The short (one-bay) chancel is raised up four steps and formed of a single aisleless bay with a three-light window on either side, featuring four trilobes in a rounded square in its head and, externally, a crocketed gable filled with blank tracery above (as seen above).  The chancel arch has three orders of side-shafts with capitals with naturalistic vine leaf decoration and a very complex series of mouldings around the arch, and the bay is covered by a net lierne vault of considerable elaboration (shown in the foreground, left).  It clearly provided a striking termination to the building, and yet it was obviously not considered sufficient for High Anglican worship in the mid-nineteenth century as Sir George Gilbert Scott was called upon to lengthen it in 1856 and provide greater emphasis and sanctity in the form of the apse beyond.  This is an impressive addition, both outside and in.  Here too, in conformity with the earlier work, the tall three-light windows are set beneath crocketed gables filled with blank tracery, but this time there is also a profusion of carving, both outside and in, with leaf carving around the window arches, carved angels sitting on the gables, figure gargoyles above, and pinnacles of square section between the bays, with a niche on every side.  Inside, it is again the lierne vault, which is similar but not identical to Rickman and Hutchinson's vault over the chancel, and the blank arcading beneath the windows, that vie for attention.  The blank arcading beneath the north, northeast, southeast and south windows is formed of three trefoil-cusped arches separated by black marble columns with leaf capitals (suitably adapted on the S. wall to form a sedilia), but against the E. wall, this is further developed to form a most attractive carved reredos composed of five narrow trefoiled bays, each set beneath a crocketed carved gable filled with a projecting, beautifully carved head (as illustrated below). 
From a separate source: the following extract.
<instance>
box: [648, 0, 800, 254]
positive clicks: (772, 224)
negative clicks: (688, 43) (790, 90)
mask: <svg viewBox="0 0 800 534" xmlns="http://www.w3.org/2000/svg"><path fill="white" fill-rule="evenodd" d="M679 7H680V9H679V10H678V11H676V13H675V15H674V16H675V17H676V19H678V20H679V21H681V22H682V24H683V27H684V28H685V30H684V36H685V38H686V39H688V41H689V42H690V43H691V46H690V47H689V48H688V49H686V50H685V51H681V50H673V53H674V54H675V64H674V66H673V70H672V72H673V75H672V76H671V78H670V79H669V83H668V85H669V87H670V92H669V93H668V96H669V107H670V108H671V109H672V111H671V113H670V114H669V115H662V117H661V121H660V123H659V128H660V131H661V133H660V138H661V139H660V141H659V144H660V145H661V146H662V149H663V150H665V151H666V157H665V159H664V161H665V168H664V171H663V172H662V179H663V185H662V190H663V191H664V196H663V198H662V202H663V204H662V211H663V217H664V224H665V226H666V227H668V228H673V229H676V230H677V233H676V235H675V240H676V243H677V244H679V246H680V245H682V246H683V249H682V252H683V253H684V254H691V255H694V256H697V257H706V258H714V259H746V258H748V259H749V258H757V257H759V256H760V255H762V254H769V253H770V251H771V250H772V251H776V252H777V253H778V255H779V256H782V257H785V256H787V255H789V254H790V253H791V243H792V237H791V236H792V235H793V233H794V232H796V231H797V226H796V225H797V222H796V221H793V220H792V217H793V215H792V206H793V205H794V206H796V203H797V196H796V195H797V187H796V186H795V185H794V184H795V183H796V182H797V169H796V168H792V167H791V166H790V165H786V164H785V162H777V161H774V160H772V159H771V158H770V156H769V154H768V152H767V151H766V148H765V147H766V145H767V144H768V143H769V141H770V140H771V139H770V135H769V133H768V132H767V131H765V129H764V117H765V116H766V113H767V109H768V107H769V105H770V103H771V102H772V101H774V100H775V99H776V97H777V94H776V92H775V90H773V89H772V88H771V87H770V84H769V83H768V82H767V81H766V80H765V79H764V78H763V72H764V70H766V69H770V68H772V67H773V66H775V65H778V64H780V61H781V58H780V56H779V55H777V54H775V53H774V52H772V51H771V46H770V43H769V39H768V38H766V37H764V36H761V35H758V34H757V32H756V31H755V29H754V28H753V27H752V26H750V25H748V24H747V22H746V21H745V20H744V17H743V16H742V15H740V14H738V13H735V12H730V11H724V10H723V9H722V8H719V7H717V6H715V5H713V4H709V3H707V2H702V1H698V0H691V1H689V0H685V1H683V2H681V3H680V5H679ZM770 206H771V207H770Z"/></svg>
Finally, it remains briefly to describe the pulpit and the font.  The drum of the former is constructed of wood, elaborately carved, but the stem is cut from white stone, to which groups of three small brown marble shafts have been added at the corners to give support to the little vaulted arch spaces in between.  The font is entirely carved from a piece (or pieces) of brown-veined marble and is decorated round the bowl with the traditional symbols of the Evangelists (an angel for St. Matthew, a lion for St. Mark, an ox for St. Luke, and an eagle for St. John), alternating (on the cardinal sides) by four Biblical scenes, probably to be interpreted as:  to the east, St. John the Baptist baptising converts;  to the south, the Passion;  to the west, possibly Adam and Eve;  and to the north, possibly the Transfiguration.